Given that the neural pattern in response to emotional faces observed in adults with OCD appears to arise at an early age, the lower amygdala activation to emotional faces in pediatric OCD found in this study may precede symptom onset. Several findings suggest that amygdala activation to facial expressions may represent a risk factor for anxiety and depression; however, the results are not straightforward due to variations in the definition of risk and in task demands. In concordant twin pairs at risk for anxiety and depression determined by neuroticism, anxiety, and depression surveys, the high-risk adults showed reduced amygdala activation compared with the low-risk adults when identifying gender on emotional faces [67
]. Adolescents with behavioral inhibition, an early-appearing personality temperament and anxiety-disorder risk factor, have shown lower amygdala activation in response to facial expressions during passive viewing and greater amygdala activation during emotion appraisal compared to behaviorally-uninhibited adolescents [68
]. In contrast, adolescent offspring of parents with major depression show exaggerated amygdala activation while passively viewing facial expressions [69
]. Across all individuals, only amygdala activation to happy faces relative to fixation was positively correlated with age in the current study, which may indicate that this group difference may be the final one to develop.
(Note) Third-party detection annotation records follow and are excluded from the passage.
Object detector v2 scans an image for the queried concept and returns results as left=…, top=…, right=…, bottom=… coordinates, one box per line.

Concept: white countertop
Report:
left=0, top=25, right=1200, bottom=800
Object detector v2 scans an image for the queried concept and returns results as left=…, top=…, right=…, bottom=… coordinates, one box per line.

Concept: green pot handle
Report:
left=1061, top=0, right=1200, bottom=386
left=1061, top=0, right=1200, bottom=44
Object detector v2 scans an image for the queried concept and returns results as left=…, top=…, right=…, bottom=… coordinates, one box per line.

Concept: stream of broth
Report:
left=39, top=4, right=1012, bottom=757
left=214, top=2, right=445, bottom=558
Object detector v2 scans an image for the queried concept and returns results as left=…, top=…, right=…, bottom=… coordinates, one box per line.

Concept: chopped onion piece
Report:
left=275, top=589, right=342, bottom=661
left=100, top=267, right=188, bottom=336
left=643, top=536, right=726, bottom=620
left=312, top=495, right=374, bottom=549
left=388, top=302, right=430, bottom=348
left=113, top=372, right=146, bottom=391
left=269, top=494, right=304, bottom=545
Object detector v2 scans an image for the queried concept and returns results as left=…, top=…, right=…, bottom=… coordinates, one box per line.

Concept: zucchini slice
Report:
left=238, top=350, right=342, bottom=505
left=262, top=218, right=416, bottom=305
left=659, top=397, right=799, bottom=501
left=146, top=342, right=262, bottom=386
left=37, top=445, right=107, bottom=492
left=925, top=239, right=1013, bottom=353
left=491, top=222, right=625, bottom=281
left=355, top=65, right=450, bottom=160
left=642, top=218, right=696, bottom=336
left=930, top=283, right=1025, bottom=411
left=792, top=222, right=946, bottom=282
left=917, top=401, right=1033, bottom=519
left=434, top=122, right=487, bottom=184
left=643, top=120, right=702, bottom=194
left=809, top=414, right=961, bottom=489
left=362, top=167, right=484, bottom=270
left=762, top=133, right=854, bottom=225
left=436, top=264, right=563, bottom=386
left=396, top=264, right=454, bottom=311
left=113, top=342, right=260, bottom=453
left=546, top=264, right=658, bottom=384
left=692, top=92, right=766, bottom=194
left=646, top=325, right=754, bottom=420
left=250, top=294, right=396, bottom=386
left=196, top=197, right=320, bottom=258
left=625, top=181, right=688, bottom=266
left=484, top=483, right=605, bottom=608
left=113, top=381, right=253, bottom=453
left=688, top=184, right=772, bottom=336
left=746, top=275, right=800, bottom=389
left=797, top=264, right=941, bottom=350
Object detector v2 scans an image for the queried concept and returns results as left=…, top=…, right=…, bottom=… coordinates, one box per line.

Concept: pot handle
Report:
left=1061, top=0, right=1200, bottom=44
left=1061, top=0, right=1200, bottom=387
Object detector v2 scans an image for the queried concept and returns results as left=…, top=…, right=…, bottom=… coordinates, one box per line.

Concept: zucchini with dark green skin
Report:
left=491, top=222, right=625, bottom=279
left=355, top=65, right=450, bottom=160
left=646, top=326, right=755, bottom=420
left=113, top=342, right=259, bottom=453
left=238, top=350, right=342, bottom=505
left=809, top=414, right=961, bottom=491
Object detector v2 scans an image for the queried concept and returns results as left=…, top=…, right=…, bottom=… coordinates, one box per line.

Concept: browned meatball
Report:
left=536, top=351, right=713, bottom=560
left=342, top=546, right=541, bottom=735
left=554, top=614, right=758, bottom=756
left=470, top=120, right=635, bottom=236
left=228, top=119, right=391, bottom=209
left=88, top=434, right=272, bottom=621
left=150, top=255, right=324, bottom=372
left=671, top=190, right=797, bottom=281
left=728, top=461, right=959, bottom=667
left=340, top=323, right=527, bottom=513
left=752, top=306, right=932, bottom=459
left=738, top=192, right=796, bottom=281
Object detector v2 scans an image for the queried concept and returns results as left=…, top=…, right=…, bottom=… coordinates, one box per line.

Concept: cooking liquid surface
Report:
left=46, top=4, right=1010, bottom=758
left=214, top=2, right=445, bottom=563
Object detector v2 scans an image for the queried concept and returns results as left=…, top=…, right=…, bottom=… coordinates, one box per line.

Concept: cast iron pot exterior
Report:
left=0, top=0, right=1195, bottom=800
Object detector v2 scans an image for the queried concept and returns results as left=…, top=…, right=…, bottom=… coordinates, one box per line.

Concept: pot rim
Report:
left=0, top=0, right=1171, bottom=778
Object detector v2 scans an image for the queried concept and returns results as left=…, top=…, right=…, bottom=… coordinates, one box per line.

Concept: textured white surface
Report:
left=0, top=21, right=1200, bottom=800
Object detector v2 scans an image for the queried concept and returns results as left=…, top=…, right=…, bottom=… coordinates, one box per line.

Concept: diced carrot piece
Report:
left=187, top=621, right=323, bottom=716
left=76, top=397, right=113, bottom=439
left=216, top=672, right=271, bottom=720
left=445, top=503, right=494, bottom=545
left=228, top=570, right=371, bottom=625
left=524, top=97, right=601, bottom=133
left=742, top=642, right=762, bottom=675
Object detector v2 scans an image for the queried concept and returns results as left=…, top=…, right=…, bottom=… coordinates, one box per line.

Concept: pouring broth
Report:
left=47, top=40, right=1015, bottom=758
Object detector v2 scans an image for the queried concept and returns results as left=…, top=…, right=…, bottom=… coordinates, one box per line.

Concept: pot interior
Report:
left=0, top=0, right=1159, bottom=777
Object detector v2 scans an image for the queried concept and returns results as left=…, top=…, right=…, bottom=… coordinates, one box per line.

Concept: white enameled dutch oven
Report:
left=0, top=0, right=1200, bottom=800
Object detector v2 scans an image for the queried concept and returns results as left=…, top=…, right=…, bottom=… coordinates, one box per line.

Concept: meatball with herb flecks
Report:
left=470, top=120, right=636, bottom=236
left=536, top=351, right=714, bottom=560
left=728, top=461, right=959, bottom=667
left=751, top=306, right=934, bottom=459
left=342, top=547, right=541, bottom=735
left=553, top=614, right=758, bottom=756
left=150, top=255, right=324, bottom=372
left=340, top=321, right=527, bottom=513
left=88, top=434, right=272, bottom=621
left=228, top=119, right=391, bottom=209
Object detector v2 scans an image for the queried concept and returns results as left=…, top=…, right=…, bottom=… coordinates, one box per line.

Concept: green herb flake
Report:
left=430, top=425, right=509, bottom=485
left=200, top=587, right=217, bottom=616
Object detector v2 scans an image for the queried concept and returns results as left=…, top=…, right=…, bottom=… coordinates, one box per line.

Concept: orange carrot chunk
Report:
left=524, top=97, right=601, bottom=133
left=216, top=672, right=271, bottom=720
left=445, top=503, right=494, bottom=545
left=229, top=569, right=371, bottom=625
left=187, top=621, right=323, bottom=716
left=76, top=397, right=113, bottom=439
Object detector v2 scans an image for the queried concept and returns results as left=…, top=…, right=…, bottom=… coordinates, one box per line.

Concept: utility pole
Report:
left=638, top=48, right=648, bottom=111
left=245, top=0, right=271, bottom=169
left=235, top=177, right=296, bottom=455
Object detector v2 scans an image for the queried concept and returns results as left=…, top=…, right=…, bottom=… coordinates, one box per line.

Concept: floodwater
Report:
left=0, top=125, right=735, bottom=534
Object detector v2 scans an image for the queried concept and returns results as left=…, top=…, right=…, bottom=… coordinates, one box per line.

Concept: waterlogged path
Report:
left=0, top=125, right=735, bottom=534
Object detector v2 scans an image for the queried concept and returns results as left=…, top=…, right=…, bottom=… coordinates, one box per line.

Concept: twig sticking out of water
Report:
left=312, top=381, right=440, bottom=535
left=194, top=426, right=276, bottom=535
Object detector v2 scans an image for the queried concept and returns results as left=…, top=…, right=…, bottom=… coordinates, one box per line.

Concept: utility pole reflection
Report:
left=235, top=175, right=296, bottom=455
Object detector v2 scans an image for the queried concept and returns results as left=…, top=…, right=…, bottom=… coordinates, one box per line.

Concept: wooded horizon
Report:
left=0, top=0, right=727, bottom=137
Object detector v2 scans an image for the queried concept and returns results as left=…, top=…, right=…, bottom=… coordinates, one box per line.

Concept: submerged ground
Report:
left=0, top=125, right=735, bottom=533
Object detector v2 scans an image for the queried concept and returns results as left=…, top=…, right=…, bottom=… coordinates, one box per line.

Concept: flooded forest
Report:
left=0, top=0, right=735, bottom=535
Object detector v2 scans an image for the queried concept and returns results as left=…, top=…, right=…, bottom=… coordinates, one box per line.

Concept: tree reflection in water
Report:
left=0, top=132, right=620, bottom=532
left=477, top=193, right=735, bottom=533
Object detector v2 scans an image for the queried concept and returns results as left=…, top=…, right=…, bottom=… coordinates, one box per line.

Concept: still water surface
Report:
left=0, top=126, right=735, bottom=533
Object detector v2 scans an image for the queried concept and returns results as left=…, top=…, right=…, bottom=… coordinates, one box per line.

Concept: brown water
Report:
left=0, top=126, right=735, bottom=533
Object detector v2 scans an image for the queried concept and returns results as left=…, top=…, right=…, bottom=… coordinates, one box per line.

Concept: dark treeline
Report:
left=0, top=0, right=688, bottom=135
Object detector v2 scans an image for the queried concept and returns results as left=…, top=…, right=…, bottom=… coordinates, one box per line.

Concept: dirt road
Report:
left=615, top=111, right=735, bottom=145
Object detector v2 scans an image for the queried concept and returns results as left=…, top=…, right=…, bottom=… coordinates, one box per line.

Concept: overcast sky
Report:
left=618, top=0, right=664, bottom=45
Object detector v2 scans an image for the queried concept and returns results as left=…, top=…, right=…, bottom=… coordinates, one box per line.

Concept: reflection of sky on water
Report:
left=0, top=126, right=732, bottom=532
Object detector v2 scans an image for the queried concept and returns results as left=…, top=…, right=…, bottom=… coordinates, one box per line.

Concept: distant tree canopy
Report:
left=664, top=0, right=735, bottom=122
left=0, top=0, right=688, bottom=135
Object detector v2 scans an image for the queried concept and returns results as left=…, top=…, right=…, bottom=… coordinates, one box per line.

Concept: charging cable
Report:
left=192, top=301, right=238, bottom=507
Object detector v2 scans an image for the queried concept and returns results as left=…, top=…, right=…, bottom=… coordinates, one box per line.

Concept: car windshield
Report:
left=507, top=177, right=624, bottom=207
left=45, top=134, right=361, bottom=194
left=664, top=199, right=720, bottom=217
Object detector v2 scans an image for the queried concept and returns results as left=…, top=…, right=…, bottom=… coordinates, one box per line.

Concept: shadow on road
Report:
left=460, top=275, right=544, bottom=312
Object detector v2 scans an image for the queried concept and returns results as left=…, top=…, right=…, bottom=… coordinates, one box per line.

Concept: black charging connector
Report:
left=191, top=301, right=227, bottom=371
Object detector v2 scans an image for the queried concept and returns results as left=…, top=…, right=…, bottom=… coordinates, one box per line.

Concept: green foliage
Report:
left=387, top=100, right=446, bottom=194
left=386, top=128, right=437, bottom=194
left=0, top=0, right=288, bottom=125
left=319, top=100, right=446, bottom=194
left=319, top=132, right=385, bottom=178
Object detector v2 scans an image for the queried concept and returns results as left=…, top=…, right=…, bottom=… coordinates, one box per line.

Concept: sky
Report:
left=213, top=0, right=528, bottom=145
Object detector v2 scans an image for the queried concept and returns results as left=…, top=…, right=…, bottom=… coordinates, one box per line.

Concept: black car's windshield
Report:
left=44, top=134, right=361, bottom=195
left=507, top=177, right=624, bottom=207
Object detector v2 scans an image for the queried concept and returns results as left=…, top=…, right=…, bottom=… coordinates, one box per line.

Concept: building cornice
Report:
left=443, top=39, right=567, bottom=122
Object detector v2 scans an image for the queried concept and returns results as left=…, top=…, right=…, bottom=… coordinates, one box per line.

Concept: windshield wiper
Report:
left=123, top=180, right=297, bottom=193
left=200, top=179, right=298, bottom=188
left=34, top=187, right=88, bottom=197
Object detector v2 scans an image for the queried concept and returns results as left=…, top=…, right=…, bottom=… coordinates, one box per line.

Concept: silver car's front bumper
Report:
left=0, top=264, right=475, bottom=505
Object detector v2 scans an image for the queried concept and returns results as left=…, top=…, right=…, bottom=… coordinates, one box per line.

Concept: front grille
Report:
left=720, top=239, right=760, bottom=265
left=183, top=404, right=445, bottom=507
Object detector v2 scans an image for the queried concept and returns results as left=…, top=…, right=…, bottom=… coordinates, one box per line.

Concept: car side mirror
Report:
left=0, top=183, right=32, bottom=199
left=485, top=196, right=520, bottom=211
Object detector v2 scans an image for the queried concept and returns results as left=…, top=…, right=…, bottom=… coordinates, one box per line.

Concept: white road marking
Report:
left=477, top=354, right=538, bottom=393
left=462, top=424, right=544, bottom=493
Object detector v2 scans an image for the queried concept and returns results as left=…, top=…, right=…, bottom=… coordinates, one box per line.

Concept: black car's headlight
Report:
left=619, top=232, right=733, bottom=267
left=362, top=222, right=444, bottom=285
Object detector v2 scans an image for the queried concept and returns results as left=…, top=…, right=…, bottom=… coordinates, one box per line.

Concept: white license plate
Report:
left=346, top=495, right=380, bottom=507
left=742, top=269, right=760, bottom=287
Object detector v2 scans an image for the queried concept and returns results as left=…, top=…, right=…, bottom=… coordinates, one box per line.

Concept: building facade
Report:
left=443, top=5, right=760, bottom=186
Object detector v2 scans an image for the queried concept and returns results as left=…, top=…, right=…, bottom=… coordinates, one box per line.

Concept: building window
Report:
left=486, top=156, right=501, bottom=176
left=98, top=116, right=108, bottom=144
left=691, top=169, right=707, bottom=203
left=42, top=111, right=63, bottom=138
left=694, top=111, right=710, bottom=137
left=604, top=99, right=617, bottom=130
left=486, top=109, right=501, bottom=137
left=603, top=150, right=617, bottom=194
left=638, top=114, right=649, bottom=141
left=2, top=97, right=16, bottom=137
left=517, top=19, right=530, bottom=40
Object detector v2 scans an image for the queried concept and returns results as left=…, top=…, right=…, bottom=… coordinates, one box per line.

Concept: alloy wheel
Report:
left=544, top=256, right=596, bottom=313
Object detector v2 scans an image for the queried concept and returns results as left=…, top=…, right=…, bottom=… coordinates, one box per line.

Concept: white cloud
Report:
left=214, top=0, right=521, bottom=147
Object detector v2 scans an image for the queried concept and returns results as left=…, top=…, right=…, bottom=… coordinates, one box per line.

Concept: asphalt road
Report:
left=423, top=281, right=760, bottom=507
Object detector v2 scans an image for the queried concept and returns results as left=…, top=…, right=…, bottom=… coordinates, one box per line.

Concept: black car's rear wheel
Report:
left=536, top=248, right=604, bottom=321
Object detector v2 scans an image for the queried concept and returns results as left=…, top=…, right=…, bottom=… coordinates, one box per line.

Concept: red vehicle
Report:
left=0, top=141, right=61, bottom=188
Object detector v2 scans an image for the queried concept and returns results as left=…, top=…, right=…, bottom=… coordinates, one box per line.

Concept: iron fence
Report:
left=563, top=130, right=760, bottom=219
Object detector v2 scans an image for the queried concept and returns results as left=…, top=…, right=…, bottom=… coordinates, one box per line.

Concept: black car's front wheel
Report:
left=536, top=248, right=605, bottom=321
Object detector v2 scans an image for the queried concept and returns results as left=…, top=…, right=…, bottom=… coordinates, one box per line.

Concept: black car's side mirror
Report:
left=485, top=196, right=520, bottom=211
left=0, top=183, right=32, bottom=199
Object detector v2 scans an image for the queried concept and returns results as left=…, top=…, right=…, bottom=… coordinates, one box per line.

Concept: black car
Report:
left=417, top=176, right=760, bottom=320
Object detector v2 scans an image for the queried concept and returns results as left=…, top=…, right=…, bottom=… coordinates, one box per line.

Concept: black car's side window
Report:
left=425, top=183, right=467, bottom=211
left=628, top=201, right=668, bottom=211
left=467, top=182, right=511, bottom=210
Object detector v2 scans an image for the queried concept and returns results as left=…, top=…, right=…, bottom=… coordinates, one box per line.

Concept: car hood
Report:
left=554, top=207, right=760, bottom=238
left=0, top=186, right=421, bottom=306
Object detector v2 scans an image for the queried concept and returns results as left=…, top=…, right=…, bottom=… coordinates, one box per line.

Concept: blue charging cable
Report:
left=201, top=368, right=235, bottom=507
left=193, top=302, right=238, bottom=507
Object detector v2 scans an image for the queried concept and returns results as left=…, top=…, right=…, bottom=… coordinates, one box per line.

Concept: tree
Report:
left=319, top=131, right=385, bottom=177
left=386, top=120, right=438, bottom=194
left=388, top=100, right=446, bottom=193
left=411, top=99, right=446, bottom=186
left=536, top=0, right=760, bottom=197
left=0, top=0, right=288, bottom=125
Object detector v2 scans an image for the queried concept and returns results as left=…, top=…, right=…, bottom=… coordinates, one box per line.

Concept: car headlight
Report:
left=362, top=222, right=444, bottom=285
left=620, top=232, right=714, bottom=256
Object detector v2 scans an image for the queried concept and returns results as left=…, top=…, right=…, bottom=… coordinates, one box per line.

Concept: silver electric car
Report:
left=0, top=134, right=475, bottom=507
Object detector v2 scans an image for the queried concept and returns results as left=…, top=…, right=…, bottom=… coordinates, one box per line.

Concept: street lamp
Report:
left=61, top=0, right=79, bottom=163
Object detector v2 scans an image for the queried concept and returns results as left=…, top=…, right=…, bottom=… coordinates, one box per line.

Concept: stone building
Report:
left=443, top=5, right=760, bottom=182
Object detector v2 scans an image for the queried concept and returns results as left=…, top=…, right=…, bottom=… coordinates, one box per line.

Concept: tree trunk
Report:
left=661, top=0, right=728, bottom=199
Longitudinal studies of individuals at-risk for developing OCD and cross-sectional studies in unaffected relatives should examine amygdala activation in response to facial expressions to determine if this reduced amygdala activation may predict onset and/or be an endophenotype of OCD.
In summary, the amygdala/hippocampus activation to facial expressions was lower in a pediatric OCD sample when compared to healthy age-matched individuals. This finding replicates previous work in adult OCD [19
]. Future studies are required to investigate whether this reduced amygdala activation to facial expressions predicts symptom onset and is present in unaffected relatives of OCD probands.